Chapter Fifteen #3
“You want something?” I asked, lifting my hips and then rocking back into her. My motions were small, just enough to create some friction but not enough to really even qualify as a thrust.
It seemed to more than do the trick with her. She brought her hands to my back and clung to me, nails digging into my skin.
It wasn’t until I began picking up speed and deepening my thrusts that I finally kissed her. Her lips were soft against mine, open and desperate but still somehow gentle. Caring. Almost loving. I’d never kissed anyone like that before, even Leah. It was new, different.
I liked it.
We took our time together on this round, teasing each other and slowing down when it seemed like Leah was too close to finishing. Even Leah seemed to have finally figured out how to slow her pace with me, no longer rushing me to some finish line.
I slowly increased my speed again until Leah was moaning against my mouth. I kept us physically close enough for our lips to still brush, just shy of kissing her. I could see her face had gone tight, brows furrowed.
“You’re so fucking beautiful, Leah,” I breathed out.
I had zero concern over my stamina—I didn’t train sometimes four hours a day for me to ever get tired in bed.
There was only one reason I was this breathless, and it had everything to do with how Leah made me feel.
“I could look at you like this all day.”
Even though it was meant to be hot, my stomach dropped. That felt way too far. Telling her she was sexy, beautiful, the best I’d ever had in bed—any of those were acceptable. But telling her I could look at her? Telling her she looked fucking beautiful?
I wasn’t going to take it back—taking it back would’ve been a lie—but if she asked, I was going to have to find a way to somehow downplay that. That felt more like a confession than dirty talk, and I didn’t have the capacity to work through that. Not while I was literally inside of her, at least.

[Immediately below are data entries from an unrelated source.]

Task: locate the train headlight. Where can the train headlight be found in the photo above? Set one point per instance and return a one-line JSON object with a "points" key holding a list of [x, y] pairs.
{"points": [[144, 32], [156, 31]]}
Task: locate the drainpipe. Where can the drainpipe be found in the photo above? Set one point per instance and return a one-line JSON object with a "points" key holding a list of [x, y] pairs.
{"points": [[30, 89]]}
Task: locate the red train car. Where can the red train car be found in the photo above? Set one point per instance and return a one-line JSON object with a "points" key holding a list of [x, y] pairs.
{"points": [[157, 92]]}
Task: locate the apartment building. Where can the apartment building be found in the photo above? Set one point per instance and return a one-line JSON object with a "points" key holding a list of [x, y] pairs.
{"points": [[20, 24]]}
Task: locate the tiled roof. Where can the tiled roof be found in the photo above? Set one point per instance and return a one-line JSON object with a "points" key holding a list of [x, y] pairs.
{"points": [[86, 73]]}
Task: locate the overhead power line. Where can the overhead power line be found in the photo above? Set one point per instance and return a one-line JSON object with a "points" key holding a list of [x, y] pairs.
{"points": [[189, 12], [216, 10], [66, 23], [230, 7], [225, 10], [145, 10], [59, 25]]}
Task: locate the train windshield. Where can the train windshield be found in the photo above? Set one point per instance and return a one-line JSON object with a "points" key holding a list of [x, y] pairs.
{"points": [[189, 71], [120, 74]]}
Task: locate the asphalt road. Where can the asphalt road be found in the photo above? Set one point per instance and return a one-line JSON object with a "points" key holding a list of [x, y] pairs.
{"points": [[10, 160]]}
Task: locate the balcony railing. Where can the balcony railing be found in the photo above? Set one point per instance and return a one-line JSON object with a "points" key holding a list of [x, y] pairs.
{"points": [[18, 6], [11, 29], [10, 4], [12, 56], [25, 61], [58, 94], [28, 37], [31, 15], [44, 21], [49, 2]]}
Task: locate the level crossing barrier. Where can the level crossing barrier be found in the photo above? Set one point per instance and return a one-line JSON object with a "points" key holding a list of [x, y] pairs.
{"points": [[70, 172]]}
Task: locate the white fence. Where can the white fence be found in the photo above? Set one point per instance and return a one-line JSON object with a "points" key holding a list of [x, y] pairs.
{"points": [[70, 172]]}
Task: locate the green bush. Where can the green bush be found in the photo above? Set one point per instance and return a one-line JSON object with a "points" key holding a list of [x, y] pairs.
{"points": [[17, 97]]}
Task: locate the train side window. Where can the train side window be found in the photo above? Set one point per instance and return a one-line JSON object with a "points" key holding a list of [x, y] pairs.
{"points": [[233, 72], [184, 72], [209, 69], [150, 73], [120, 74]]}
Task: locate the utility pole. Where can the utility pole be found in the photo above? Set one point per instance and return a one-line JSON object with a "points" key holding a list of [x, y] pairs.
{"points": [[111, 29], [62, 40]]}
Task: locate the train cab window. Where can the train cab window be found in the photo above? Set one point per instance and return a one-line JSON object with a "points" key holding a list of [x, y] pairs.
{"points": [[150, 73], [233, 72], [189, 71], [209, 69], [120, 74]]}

Fortunately, Leah seemed unfazed. She either didn’t even really hear me, or she was doing a really good job of ignoring me and pretending she didn’t hear it.

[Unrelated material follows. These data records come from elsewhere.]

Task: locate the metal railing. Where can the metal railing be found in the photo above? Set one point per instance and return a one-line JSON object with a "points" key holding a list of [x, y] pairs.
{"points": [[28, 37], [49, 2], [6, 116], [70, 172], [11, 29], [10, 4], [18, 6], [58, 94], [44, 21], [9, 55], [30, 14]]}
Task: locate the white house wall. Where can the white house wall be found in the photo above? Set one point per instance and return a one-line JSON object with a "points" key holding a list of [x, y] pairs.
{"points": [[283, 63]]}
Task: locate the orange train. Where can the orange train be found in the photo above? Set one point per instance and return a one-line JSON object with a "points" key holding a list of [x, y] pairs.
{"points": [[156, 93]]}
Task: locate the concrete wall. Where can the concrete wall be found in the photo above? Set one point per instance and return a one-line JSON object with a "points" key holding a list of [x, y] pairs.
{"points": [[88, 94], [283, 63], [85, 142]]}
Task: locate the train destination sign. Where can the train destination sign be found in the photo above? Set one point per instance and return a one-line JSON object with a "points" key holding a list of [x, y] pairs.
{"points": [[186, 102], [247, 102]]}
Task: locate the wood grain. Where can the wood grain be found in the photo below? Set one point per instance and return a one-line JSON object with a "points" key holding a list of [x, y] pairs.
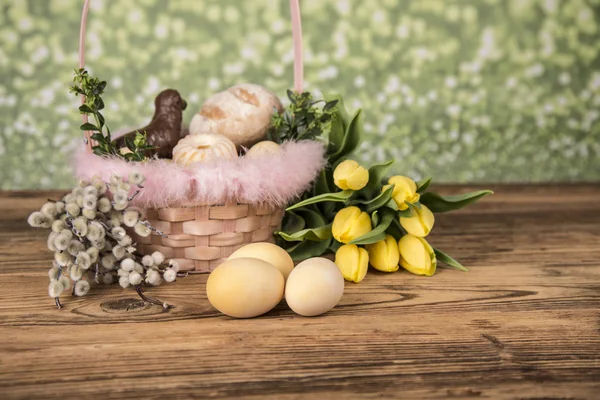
{"points": [[524, 323]]}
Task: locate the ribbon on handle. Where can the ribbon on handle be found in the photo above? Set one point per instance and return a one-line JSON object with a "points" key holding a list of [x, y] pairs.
{"points": [[297, 39], [84, 12]]}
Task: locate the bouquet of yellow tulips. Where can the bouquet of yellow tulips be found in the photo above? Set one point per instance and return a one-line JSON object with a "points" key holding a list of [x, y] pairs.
{"points": [[364, 218]]}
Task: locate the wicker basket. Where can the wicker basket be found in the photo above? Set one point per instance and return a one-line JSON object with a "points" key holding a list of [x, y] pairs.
{"points": [[202, 237]]}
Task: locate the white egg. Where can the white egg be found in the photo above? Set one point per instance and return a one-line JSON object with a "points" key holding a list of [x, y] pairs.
{"points": [[262, 149], [268, 252], [245, 287], [314, 287]]}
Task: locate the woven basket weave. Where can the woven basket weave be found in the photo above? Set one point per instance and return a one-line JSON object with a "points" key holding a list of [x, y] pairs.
{"points": [[202, 237]]}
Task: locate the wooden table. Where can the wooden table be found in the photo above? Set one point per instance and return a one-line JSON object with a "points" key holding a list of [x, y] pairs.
{"points": [[524, 323]]}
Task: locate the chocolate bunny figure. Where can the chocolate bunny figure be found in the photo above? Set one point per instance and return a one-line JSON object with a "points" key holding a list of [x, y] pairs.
{"points": [[164, 129]]}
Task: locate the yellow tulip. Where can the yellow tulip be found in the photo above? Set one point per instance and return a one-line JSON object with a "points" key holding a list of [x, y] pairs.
{"points": [[420, 224], [384, 255], [350, 175], [350, 223], [353, 262], [416, 255], [405, 189]]}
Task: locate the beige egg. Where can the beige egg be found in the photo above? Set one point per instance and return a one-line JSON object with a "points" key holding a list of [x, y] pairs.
{"points": [[242, 113], [245, 287], [268, 252], [203, 148], [263, 148], [314, 287]]}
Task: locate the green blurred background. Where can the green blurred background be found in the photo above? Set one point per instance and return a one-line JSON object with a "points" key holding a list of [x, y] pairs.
{"points": [[464, 90]]}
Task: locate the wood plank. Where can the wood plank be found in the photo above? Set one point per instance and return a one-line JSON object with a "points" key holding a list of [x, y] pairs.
{"points": [[523, 323]]}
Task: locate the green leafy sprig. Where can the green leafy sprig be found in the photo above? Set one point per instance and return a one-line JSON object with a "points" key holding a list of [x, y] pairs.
{"points": [[306, 229], [305, 118], [92, 89]]}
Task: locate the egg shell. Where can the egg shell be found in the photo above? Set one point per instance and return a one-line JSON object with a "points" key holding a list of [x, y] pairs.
{"points": [[245, 287], [268, 252], [314, 287], [203, 147], [263, 148]]}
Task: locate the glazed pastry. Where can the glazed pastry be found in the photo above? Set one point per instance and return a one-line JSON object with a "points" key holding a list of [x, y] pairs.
{"points": [[263, 148], [203, 148], [242, 113]]}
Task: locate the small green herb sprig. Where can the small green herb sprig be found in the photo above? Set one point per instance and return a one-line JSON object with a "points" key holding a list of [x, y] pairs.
{"points": [[304, 119], [93, 88]]}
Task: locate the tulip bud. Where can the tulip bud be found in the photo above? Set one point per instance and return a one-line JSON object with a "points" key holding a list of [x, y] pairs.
{"points": [[405, 189], [384, 255], [350, 175], [416, 255], [350, 223], [353, 262], [420, 223]]}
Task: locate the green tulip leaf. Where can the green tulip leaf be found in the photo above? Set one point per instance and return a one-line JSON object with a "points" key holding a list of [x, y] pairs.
{"points": [[339, 197], [292, 222], [352, 137], [380, 201], [339, 124], [423, 185], [321, 185], [317, 228], [308, 249], [335, 245], [449, 261], [395, 229], [376, 174], [438, 203], [314, 219], [405, 213], [378, 233], [340, 107], [375, 218], [392, 204]]}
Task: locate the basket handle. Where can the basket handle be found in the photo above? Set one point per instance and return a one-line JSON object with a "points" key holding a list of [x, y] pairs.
{"points": [[296, 35]]}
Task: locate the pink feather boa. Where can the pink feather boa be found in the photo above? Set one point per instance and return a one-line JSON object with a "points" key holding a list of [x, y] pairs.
{"points": [[273, 180]]}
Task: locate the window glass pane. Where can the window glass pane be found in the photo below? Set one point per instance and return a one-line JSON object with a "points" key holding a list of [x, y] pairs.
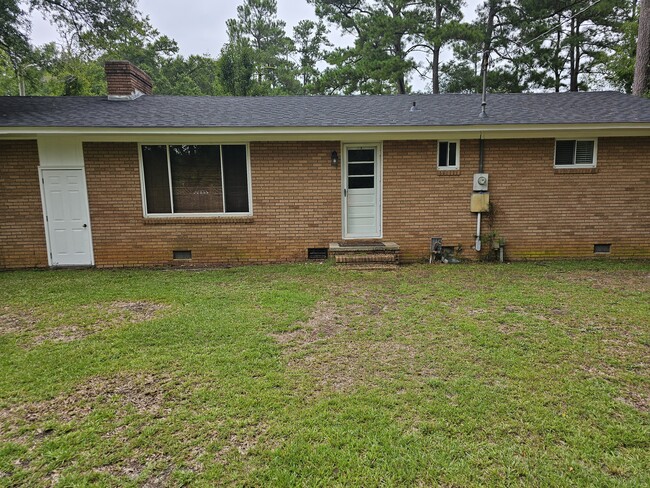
{"points": [[452, 154], [196, 178], [564, 152], [360, 155], [156, 179], [235, 178], [443, 147], [361, 169], [585, 152], [355, 182]]}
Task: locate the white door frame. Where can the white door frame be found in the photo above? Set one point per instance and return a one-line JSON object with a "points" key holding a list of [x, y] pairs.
{"points": [[41, 181], [379, 182]]}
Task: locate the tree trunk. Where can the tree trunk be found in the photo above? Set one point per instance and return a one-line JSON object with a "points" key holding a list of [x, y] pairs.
{"points": [[557, 70], [435, 71], [487, 48], [642, 65], [435, 63], [574, 59]]}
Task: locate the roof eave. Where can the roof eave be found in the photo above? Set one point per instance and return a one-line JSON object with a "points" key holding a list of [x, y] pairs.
{"points": [[497, 131]]}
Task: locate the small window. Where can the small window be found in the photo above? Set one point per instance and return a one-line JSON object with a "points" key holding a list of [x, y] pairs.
{"points": [[195, 179], [575, 153], [602, 248], [182, 254], [448, 154]]}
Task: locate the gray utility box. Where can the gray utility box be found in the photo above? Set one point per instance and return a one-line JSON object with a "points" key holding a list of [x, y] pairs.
{"points": [[480, 181]]}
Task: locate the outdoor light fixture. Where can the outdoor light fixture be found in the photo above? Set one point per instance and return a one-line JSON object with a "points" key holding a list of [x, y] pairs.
{"points": [[335, 158]]}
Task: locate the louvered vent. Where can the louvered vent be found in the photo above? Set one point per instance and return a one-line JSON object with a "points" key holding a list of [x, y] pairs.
{"points": [[317, 253]]}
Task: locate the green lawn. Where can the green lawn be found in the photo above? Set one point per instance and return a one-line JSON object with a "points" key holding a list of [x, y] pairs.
{"points": [[518, 374]]}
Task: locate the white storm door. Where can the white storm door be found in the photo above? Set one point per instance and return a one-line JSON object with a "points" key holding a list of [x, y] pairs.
{"points": [[362, 192], [66, 217]]}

Leah then closed the gap between us, kissing me again.
We moved our bodies together, nearly every inch of available skin touching.
I’d never felt so physically close to someone.
Sex had always been a good time, but I now understood what people meant when it came to sex with someone who mattered. Nothing could ever compare to this.
She held on tight, but kept her eyes open and on me instead of closing them. I didn’t look away, either. Even as I readjusted hers and my hips to get as deep into her as possible, she seemed determined not to take her eyes off of me.
“Oh,” she softly moaned. Her breath caught, her body tensing around mine. As her orgasm built up and then came crashing down, she still kept her eyes fixed on me.
Her legs trembled around me, but the rest of her body relaxed.
I brushed the hair away from her temple and gently kissed it.
Before I could move my hand away, she reached up and held her own hand against mine, leaning into my touch.
She turned her head and kissed the inside of my wrist, by far the most intimate thing anyone had ever done to me before.
And I couldn’t lie—I loved it.
I slipped out of her slowly, and she softly gasped again from the sensation of the strap leaving her body.
After taking my boxers off and leaving them and the strap in a pile on my floor, I got into bed and took her in my arms.
“Oh my god,” Leah breathed, her chest still rising and falling. “That was unbelievable.”
I kissed her, overwhelmed by how badly I wanted to.
She kissed me back deeply, her lips warm against mine.
She opened her mouth for me, and we let our tongues explore.
It was hot—so fucking hot—but it didn’t feel like foreplay.
It was honest, true-blue intimacy. It was something shifting between us; I could feel it.
It was so undeniable that I knew she had to feel it too.
When we finally broke our kiss, I looked at her and just knew that I was in trouble.
I could feel it in every inch of my body.
For the first time ever, the girl in my bed wasn’t just some girl in my bed.
She was someone who actually meant something to me.
And even though that was the scariest fucking feeling in the world, I was dying to say that to her.
But I couldn’t. It felt too soon and too weird—this was meant to be casual.
It’d never been said to be anything else otherwise.
And bringing feelings into hooking up was the fastest way to ruin a good thing; I didn’t know from having done it before, but I knew how it felt to be on the receiving end.
Suddenly, I had a lot more sympathy for the girls who’d been brave enough to shoot their shot with me. This was a nightmare.
I pulled my attention away from her face, thinking about anything else—the homework I needed to do, the games that were coming up, what Ellie and I were going to work on during our next training session—so I didn’t say something that would mess everything up.
“Should we finally eat now?” I offered, the best I could come up with.